The Equifax Data Breach

According to Identityforce.com, by the end of September 2017 there had already been 34 data affecting notable companies like Sonic, Whole Foods, the U.S. Securities and Exchange Commission and Equifax.

The fallout from the Equifax breach, one of the most severe security breaches in history, impacted millions of consumers, cost millions of dollars and resulted in job losses from the top down. After the breach, TechCrunch reported Equifax’s CISO and CIO “retired” and so did the company’s CEO. Following the disclosure of the data breach, The Apache Foundation, which manages the software the hackers exploited, said the hack was due to Equifax’s failure to install the security updates provided in a timely manner.

Personal Data and Other Prime Targets

IBM Security research found that Healthcare, Manufacturing and Financial Services are the top three industries under attack due to their personal data, intellectual property, physical inventory and massive financial assets.

But no business is immune to a cyber-attack. Just ask Chrysler. In 2016 Charlie Miller explained to a crowd of security leaders at the Security Insight Summit how he and fellow security expert Chris Valasek remotely hijacked a Jeep’s digital systems over the internet and paralyzed it while it was being driven down Interstate 64. Miller alerted Chrysler, which took steps to counter the security flaw. But vulnerabilities will always be found. Miller explained, “we’re doing as much as we can to get manufacturers to build layers and layers of security into their cars.”

Even beyond the riskier realms of IoT and connected cars, the impact of a security breach is adding up.

Data Breach Costs Are Rising

Research shows that the cost of security breaches is on the rise, exceeding $1 million for businesses in the USA, not to mention the negative reputational impact for organizations.

“You can’t keep the bad guys out all the time, they’re going to get in so we want to make sure our customers have a copy of the data they can use that’s protected from these attacks” Jim Shook, Director of Cybersecurity, Dell EMC: Protection Division

In response, the share of IT budgets devoted to security is growing – it’s currently 18%, up from 16% in 2016. This at a time when security professionals are focusing on a shift from protection and prevention to detection and response.

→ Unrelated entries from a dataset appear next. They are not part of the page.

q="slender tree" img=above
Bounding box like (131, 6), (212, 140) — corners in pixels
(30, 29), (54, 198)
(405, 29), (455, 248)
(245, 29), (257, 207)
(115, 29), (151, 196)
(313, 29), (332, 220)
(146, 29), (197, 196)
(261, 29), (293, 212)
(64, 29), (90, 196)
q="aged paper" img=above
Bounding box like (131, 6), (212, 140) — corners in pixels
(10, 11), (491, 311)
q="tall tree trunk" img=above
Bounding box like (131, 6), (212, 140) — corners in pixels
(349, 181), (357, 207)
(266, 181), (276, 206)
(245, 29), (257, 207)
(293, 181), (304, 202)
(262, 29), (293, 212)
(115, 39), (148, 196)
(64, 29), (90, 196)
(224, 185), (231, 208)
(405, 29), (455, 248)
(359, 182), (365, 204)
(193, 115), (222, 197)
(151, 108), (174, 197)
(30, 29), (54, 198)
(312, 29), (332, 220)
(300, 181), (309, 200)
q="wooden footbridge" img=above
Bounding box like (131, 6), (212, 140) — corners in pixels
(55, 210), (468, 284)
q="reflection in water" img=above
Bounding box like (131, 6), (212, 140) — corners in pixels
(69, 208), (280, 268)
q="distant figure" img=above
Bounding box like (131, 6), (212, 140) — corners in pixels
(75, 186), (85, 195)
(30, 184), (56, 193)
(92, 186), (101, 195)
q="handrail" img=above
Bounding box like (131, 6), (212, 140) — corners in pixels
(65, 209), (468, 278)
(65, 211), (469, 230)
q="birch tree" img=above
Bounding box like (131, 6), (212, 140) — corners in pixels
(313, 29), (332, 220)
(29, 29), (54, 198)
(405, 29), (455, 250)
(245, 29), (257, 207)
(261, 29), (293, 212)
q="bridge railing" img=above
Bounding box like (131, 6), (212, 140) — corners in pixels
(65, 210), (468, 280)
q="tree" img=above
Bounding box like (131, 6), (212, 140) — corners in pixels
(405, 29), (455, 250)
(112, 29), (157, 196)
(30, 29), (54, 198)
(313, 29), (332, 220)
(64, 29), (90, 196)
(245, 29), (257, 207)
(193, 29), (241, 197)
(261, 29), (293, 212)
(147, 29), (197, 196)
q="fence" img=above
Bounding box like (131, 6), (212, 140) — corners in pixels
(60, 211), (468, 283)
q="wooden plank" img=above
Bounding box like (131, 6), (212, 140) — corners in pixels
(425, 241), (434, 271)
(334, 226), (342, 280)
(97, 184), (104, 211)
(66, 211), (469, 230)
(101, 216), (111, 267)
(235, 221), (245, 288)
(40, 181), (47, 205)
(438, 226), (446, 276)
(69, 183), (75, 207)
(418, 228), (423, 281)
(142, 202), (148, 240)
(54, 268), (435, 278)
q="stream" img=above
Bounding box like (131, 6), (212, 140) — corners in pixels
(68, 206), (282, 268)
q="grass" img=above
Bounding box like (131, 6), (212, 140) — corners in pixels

Identify. Protect. Detect. Respond. Recover.

GDS Group‘s Shawna Ryan recently sat down with Shook about the ever-changing challenges facing CISOs.

“Those categories really grew up around these threats where people were stealing data,” explains Shook. “Now, with these new threats where they’re trying to destroy your data, that last category of recover capability becomes critically important.”

Shook says Dell EMC’s Protection Division deals with 5 traditional categories of cybersecurity: Identify. Protect. Detect. Respond. Recover. Those first four categories all developed around the idea of keeping the cyber criminals out and protecting your data.

The Toughest Job In the World…?

This shift in focus from cyber-attack prevention to recovery makes understanding how a hacker operates even more critical. Having someone like Charlie Miller expose hackable flaws in cybersecurity software can only make a company like Chrysler stronger. But for hackers with malicious intent, the ones that keep CISOs up at night, the cybersecurity cat and mouse game continues. Will there ever be a clear winner? For now, in my mind, CISOs and CIOs are winning at one thing – they take top prize for toughest job in the world.